Salt on the wound
“Now now, you may have been swept by the team of George W. Bush, but look on the bright side. You can achieve revenge against the Cleveland Indians of Drew Carey!” ~My friend Jeb, a Pitt fan.
Looks like we, the warrior fans, aren’t the only ones losing our patience.
“We were losing and I wanted to win,” Salty tells the Boston Globe.
You know what? I’m encouraged.
Thank you, Salty, for the acknowledgement of a crappy weekend.
Some people (John Lackey, John Lackey, ahem for-the-love-of-fisk JOHN LACKEY) have some problems acknowledging blatant failure.

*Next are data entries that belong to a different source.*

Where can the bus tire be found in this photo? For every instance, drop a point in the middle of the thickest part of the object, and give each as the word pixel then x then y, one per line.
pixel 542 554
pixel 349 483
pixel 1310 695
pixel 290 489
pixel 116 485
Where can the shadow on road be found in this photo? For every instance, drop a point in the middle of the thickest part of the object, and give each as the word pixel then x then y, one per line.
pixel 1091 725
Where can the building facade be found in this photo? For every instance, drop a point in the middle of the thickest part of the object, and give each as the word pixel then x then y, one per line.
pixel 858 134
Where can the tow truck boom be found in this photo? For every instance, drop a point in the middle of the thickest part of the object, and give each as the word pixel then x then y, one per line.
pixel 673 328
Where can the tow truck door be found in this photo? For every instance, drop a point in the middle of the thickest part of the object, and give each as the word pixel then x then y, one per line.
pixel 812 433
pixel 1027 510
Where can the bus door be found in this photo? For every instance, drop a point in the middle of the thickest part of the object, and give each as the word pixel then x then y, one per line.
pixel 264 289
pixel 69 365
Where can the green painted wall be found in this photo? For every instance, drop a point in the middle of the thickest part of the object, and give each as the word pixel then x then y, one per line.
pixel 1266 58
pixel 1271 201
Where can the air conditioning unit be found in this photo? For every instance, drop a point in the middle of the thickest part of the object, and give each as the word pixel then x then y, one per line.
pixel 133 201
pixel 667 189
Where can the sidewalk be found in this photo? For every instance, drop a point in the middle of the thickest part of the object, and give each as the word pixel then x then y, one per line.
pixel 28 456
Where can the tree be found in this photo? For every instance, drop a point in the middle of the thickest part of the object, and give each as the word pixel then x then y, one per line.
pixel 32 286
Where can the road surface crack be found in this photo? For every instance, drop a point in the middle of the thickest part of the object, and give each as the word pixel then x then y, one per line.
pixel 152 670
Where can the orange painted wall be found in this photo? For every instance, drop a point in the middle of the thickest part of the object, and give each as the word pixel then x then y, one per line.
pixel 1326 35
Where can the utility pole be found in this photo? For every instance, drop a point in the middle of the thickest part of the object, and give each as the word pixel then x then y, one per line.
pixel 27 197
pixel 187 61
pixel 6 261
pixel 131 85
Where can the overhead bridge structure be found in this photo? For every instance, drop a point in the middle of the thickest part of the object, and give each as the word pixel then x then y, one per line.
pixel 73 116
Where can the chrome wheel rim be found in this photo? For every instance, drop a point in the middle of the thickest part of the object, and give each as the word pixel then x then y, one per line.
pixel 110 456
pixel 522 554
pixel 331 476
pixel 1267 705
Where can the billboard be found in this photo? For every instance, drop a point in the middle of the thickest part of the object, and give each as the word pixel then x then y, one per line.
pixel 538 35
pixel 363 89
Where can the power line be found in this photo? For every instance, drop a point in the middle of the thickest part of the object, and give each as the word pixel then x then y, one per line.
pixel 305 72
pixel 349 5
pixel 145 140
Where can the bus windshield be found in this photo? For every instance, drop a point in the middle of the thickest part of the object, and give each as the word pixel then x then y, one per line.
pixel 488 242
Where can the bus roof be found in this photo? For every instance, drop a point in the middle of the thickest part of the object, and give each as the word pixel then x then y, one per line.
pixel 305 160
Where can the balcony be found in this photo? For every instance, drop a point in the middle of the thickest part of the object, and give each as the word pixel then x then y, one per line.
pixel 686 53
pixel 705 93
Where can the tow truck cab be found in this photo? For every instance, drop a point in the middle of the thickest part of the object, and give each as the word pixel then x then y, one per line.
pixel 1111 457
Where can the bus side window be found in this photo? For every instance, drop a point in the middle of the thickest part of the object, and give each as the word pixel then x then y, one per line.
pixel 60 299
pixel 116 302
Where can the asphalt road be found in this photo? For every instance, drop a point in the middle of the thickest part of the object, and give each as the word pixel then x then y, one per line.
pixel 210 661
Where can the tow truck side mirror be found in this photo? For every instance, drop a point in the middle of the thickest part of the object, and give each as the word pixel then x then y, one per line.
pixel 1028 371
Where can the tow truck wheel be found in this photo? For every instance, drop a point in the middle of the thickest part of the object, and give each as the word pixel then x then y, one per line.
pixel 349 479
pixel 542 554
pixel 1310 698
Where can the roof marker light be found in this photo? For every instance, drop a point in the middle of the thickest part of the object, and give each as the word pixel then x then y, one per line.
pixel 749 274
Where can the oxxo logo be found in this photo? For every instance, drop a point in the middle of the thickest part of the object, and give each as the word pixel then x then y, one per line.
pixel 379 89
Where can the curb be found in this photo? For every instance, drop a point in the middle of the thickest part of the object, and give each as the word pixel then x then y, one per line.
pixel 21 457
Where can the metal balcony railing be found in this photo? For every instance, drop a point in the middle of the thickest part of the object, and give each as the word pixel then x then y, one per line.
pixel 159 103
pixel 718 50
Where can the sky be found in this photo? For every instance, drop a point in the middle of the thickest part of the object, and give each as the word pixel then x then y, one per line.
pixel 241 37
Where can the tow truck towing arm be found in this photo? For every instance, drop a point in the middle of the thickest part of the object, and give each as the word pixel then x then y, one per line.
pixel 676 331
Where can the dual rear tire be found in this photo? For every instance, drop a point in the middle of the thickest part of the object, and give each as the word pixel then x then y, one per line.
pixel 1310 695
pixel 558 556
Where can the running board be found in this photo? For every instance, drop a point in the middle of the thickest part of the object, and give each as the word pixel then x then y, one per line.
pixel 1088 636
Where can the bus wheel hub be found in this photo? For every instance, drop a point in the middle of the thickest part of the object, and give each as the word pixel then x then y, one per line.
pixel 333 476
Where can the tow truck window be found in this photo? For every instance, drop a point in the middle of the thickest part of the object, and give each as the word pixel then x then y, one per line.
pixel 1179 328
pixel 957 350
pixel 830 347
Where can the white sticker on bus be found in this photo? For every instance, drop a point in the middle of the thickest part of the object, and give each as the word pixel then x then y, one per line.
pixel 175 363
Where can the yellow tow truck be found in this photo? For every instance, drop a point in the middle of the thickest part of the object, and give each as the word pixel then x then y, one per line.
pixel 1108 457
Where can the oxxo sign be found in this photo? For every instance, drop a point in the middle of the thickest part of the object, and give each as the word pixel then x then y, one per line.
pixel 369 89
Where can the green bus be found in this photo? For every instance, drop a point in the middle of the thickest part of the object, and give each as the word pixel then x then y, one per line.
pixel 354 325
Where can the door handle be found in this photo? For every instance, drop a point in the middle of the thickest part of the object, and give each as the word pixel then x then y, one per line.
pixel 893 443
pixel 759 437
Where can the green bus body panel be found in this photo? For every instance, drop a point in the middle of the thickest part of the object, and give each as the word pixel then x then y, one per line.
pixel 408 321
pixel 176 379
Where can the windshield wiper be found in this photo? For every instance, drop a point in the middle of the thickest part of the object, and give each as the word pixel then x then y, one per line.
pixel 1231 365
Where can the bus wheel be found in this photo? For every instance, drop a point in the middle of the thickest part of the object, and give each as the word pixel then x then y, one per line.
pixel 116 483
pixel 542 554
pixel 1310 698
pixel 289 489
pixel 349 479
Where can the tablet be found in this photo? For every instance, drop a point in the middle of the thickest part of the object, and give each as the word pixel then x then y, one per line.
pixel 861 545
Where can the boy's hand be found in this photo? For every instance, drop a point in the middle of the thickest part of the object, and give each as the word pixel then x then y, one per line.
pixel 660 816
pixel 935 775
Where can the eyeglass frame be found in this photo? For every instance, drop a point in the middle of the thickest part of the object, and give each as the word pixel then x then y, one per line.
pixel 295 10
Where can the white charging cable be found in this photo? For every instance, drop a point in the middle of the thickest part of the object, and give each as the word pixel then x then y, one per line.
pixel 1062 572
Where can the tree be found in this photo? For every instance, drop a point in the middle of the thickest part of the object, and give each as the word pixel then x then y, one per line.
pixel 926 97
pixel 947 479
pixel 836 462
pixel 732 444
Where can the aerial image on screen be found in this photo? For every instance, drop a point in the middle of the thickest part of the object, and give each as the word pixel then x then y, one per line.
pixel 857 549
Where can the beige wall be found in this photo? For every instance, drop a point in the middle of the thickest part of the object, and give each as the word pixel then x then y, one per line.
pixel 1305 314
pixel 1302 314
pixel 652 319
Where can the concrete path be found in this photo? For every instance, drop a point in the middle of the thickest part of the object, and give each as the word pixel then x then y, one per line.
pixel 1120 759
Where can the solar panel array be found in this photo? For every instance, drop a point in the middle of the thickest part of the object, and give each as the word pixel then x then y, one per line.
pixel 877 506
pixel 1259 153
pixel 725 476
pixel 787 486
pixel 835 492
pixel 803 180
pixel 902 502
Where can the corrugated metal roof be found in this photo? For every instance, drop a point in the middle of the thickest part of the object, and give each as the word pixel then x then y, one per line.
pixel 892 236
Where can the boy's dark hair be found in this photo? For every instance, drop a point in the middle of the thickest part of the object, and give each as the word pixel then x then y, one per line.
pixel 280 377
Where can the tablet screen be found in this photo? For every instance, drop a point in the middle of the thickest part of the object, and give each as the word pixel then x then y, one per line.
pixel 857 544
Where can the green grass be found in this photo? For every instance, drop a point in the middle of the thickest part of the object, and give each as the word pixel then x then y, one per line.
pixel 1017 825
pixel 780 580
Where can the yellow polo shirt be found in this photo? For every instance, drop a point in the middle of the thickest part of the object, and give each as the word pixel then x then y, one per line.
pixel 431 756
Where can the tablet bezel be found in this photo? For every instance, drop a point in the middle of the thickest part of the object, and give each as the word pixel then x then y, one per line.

It’s always going to be Tek in my heart of hearts, but I’ll try to make at least a little room in my aorta for you, Salty.
Oh… wait a minute…
“I don’t think anyone regrets any pitch they threw,” he goes on to say, “I don’t regret any pitch I called.”
You don’t regret any of those pitches? Any of them? Any of… say… JOHN LACKEY’s pitches?
“With a veteran team, we all know what we can do,” he said. “We’re going to play our game and pitch our game.”
Seems to me even a VETERAN team needs to roll with the punches. Something doesn’t work, change it up.
And, this weekend, SOMETHING didn’t work.
Eh, JOHN LACKEY?
“I think we’re all frustrated — we got outplayed,” Pedroia said. “It’s not for lack of talent on our team. We got outpitched, we got outhit, they played better defense than us — they kicked our (butt), that’s it. We better show up and play better whenever we play again than the way we’ve been playing.”
Pedroia the Destroia, ladies and gentleman. Wise words. “Play better… than the way we’ve been playing.”
That’s the spirit.
Could you guys print out that quote and paste it to your lockers? Great. If you can’t find any paste, I’m sure Jacoby’s hair gel will do the trick.
How are your fantasy baseball teams working out?
How about now?
I can’t help you. You are heartless.